Rafael Perez, a senior from the Honors college, thinks that it isn’t so bad: “I’ve gotten used to the routine that comes with virtual learning,” he said. “I’m prepared for another semester, since we’ll just be in the same format as the last two.”

The University announced in October that all undergraduate programs will be virtual for the Spring 2021 semester, which has led to students having mixed feelings.

For some students, an online learning environment has been a great teacher: “I have gotten very used to being online and studying virtually,” said Rahmah Abdulaal, a senior studying neuroscience. “It has taught me time management, organization, and self-discipline.”

Virtual classes demand discipline and responsibility when it comes to deadlines. Although the responsibilities parallel those of a standard classroom, students are required to have a higher level of independence.

Whilst the format is the same, students agree that some improvements need to be made.
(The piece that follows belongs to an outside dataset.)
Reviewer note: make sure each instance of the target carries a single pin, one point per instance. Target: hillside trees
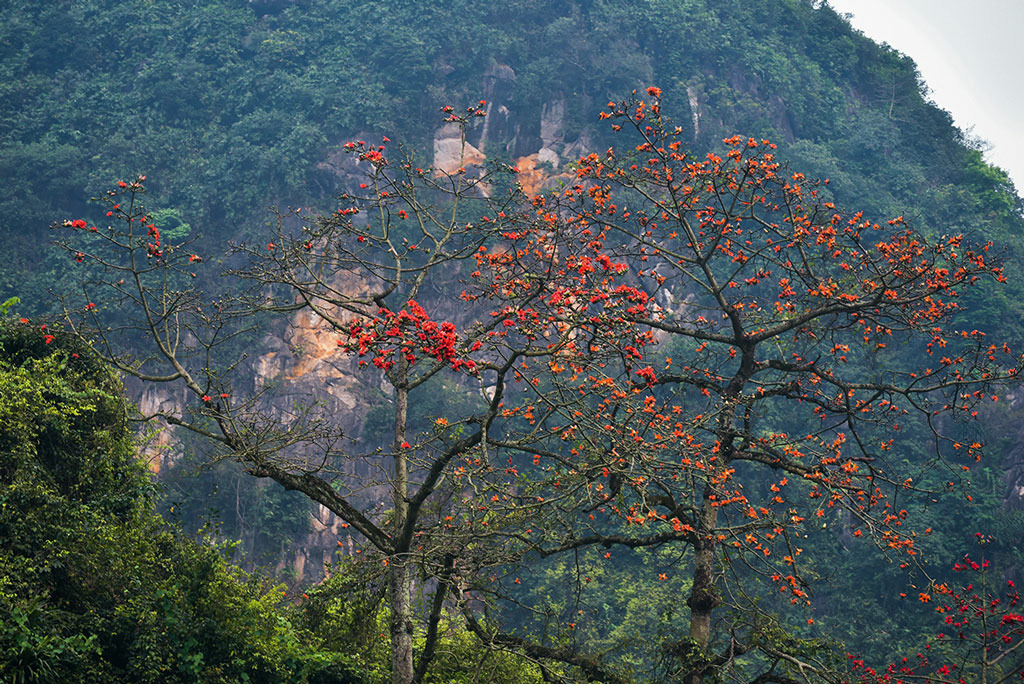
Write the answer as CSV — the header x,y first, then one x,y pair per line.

Candacie Hilliman, a junior studying Criminal Justice, said although she doesn’t mind virtual classes because “it’s mostly self-paced and takes time out of community,” she believes improvements can be made when it comes to exams.

“My only issue is the way of doing exams are very frustrating,” she said. Hilliman mentioned that the method used in her class was the share screen feature in zoom. She added that it did not provide enough time to answer each question.

Professors have each adapted their own ways of delivering exams, as they try to navigate the online system. However, students are still not that acquainted or comfortable with it.

Perez, though optimistic about the spring semester, also mentioned he hopes the professors improve their navigation in the system. “Improvements would include teachers finally getting used to the technology, which has been a bit of an issue for sure,” he said. “I’d also say that a consistent choice in which service we use for classes would also be nice.”

For some, the lack of human interactions also added to that strain: “Although I’m not a huge fan of human interactions, the past two semesters made me realize how essential and significant it is,” said Marwa Abdelgowad, a senior majoring in Journalism and media studies. “My major courses depend on discussions and that is really hard to do virtually.”